6 years ago I had just finished a 2 month stint in Moscow helping to open a coffee shop for a large, world spanning corporation. It was a LONG 2 months. At the end of it, I flew to Switzerland to meet my wife and take a couple of weeks of downtime. We nestled ourselves in a cabin in the alps for a week, then took a nice, slow train through the mountains down to Milan and finally a cozy apartment overlooking the Italian Riviera in the Cinque terra. Ahhh…steam release. Sounds nice, no?
Well, of course it was nice. But overlaying the whole vacation was a dread; A slow, creeping dread that my time was just a furlough from the grind that would greet me when I returned to Seattle. Here I was, getting paid to fly around and share my love of coffee- this plant that had inspired, energized and enriched me for so many years- and I was HATING it!
I read a book during that time: “Animal, Vegetable, Miracle; A Year of Food Life” by Barbara Kingsolver. I was tired, a little lost, and feeling like I needed a new path, and that book became a germ of an idea. Kingsolver’s book was specifically about working to live for a year, with her whole family, on a diet constrained by distance- a 100 mile diet; Localism. But inside that narrative questions were raised about the relationships we have with food- with the growers and pickers, the travel and labor involved in creating our meals. And also, under all that – the relationship with the “food” itself. I realized sitting there in the mellow shade of the Italian sun, that I needed to slow way down and realign myself with a deeper, more meaningful relationship with not just my food, but the food that I was putting before people as a culinary professional.

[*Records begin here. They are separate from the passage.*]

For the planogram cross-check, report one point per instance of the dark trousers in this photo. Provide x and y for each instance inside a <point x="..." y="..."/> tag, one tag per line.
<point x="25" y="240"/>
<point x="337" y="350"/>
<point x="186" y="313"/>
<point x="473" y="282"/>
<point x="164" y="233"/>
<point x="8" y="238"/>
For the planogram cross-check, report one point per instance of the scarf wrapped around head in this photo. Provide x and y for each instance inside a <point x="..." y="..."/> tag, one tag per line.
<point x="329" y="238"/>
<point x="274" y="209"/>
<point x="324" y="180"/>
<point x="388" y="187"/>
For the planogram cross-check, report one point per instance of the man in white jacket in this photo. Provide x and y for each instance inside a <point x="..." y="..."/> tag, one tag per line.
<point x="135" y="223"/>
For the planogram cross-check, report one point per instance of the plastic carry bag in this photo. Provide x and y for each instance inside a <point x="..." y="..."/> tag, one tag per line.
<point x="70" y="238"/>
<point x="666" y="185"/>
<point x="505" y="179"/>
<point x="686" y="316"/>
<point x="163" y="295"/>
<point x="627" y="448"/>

I needed to stop dealing with this plant, coffee, that I loved so much like it was a commodity. I had to return to the things that I loved about having a relationship with the plant- I had been taking from it for a while, and I needed to stop that and learn how to give back a little. How could I become an ally to that little tropical cherry? And then, with some talk and consideration- why stop at coffee? What about Tea? And wait…what about the whole world of plants that constitutes the human history of steeping and brewing?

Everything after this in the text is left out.